Hope for the economy’s long-awaited revival for 2013 is starting to fade as business expectations for the final quarter of the year have fallen flat.
The latest Dun & Bradstreet Business Expectations Survey found that expectations for sales, investment and employment in particular have dropped to low levels.
The sales index slid downwards from 4.5 points to 3.5 points, with the number of business anticipating increased sales activity dropping from 18 per cent in the previous quarter to 11 per cent in Q4.
With just two per cent of businesses planning to increase spending next quarter, the capital investment index has remained in negative territory and relatively unchanged at -1.3 points.
Additionally, with just three per cent of companies intending to hire new staff in the final quarter of the year, the employment index has failed to move into a positive range, sitting at -2.8 points compared -3.3 a quarter earlier.
“The year-end outlook for businesses is not particularly cheery,” said Gareth Jones, CEO of credit information bureau Dun & Bradstreet.
“We are seeing something of a holding pattern develop when it comes to business expectations, with little movement up or down in the survey’s series of forward-looking indices.”
“It’s been a trying year for many companies, with concerns about cash flow, operating costs and weak demand emerging as constant themes. As a consequence we’ve been seeing companies focusing on paying down their debt, managing expenses and focusing on core operations, to the detriment of investment and employment.”
According to Jones, businesses will be hoping the New Year brings new cause of optimism to support the traditional pick-up in consumer spending during the summer months. Necessary to this will the two current significant issues impact Australian businesses: operating costs and cash flow.

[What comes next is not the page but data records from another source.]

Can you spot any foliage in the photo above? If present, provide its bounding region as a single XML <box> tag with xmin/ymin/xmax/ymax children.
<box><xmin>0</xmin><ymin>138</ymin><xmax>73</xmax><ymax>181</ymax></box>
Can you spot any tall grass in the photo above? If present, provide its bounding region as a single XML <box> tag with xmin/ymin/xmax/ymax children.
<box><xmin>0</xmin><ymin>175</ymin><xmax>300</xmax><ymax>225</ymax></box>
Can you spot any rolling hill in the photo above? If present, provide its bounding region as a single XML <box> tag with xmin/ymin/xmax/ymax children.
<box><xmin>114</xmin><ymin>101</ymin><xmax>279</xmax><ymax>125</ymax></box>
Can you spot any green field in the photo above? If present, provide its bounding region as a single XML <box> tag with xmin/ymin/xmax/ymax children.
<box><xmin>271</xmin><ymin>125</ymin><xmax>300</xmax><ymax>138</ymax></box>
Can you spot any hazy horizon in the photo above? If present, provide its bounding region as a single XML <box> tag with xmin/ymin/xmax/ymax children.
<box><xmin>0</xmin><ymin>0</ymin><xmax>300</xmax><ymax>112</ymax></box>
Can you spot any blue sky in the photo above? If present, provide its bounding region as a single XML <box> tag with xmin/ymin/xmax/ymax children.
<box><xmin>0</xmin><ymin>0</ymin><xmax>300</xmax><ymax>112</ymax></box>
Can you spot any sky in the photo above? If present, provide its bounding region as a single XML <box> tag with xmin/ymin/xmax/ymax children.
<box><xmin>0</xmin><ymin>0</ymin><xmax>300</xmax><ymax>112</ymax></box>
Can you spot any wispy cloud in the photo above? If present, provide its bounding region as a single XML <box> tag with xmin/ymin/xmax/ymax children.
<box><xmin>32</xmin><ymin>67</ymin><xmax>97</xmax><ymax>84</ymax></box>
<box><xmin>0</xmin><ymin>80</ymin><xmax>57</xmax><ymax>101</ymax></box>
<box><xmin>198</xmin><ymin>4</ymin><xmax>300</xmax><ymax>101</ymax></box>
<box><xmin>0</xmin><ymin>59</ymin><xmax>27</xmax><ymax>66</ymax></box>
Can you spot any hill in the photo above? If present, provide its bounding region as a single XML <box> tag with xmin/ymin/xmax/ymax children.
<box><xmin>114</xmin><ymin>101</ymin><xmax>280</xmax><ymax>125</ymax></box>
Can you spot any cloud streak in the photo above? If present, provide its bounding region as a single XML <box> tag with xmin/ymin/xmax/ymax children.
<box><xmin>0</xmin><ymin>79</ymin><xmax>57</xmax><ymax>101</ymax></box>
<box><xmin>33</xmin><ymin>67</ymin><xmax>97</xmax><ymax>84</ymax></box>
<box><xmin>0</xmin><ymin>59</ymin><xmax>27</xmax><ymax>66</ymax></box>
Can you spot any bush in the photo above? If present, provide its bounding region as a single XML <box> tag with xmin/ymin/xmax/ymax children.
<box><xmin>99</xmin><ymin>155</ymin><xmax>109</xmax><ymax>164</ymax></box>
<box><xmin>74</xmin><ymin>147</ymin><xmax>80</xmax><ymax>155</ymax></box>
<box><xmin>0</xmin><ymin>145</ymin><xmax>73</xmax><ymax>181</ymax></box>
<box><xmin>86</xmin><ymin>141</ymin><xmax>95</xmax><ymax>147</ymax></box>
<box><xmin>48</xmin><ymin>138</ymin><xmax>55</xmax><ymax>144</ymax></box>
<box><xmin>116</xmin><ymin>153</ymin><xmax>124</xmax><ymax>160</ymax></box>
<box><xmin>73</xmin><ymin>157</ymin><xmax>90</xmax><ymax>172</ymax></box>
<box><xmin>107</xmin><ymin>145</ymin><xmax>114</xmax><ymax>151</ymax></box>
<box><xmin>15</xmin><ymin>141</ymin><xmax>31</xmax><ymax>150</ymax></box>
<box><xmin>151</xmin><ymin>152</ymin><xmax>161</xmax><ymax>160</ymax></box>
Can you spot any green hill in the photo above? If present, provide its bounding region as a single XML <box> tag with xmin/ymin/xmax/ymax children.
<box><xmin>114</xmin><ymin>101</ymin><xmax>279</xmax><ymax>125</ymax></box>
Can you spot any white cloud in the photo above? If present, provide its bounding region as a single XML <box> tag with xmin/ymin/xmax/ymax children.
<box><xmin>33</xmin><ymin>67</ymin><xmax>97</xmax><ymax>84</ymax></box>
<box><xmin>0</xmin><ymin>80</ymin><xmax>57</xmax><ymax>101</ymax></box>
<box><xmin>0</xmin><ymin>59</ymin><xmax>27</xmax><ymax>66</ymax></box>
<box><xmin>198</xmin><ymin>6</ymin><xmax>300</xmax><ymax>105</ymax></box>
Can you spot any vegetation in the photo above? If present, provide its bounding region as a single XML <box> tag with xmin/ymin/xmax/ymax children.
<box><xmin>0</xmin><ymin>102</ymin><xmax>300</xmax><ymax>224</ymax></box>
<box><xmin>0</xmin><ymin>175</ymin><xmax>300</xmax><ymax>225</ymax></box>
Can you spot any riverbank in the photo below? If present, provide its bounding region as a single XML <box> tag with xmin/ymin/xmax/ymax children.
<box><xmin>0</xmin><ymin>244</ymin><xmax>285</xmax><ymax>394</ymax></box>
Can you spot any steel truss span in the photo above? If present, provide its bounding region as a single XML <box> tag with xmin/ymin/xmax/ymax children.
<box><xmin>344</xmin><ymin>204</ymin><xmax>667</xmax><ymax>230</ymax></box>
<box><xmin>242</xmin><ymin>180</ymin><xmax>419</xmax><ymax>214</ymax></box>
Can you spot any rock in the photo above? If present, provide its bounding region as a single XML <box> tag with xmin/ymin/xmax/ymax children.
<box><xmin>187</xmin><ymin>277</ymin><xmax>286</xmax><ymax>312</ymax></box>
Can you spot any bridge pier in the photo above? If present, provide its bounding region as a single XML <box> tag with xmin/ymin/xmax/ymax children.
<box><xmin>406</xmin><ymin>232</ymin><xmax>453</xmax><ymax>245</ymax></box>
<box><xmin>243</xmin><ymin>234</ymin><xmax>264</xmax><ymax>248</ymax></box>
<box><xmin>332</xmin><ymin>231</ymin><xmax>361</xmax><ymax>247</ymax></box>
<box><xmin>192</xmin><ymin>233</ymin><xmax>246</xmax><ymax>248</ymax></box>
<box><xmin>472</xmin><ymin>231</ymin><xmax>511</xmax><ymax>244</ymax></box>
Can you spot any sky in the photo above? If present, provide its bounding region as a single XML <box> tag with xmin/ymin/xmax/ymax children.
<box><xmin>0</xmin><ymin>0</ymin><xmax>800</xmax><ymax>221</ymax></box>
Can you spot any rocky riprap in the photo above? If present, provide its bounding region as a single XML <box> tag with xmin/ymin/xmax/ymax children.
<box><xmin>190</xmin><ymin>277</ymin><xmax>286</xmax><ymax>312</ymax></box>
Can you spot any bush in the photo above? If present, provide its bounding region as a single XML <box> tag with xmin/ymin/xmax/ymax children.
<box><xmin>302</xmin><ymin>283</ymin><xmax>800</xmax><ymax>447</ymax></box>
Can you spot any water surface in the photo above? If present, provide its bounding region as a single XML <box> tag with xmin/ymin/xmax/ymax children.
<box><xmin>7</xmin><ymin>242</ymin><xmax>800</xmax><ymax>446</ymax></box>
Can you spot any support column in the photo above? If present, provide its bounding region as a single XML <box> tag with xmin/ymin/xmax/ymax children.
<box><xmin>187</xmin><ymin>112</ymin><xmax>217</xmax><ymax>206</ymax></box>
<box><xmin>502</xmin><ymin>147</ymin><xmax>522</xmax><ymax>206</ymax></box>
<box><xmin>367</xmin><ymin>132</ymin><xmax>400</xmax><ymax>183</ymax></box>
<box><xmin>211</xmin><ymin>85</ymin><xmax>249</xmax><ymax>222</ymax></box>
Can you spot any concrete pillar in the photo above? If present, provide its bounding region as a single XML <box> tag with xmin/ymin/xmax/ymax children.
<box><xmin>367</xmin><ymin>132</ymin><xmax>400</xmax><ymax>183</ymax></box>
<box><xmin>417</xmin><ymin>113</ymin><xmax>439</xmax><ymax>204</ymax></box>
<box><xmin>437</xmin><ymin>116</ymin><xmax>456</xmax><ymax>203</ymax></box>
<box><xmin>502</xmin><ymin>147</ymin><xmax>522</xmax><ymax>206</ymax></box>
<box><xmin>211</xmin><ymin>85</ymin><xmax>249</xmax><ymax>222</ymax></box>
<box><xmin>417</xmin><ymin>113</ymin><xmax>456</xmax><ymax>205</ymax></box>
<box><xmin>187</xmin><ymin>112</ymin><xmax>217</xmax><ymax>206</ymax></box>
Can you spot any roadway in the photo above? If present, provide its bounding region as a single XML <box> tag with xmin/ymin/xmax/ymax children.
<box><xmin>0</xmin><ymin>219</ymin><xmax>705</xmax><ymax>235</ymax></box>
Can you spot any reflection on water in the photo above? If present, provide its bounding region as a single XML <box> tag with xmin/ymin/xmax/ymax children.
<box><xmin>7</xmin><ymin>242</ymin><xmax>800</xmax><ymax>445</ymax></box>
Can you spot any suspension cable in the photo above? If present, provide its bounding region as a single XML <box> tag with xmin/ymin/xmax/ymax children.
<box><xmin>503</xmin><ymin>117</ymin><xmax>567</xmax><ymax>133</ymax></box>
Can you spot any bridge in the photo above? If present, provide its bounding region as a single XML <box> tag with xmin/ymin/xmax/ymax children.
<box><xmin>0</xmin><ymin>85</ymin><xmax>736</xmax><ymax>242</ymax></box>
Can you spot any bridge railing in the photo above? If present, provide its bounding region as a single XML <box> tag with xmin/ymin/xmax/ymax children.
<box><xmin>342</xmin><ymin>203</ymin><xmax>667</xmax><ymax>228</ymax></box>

The survey found, 45 per cent of businesses view operating costs as their biggest barrier to growth in the year ahead, while 64 per cent expect cash flow will be an issue.
“The general tone for the business sector is subdued with no signs of a broad-based pick up in optimism in the key indicators,” said Stephen Koukoulas, economic adviser to Dun & Bradstreet.
“That said there has been no further deterioration in business expectations over the past few months which offers some hope that the lower Australian dollar and low interest rates are slowly impacting on the real economy.”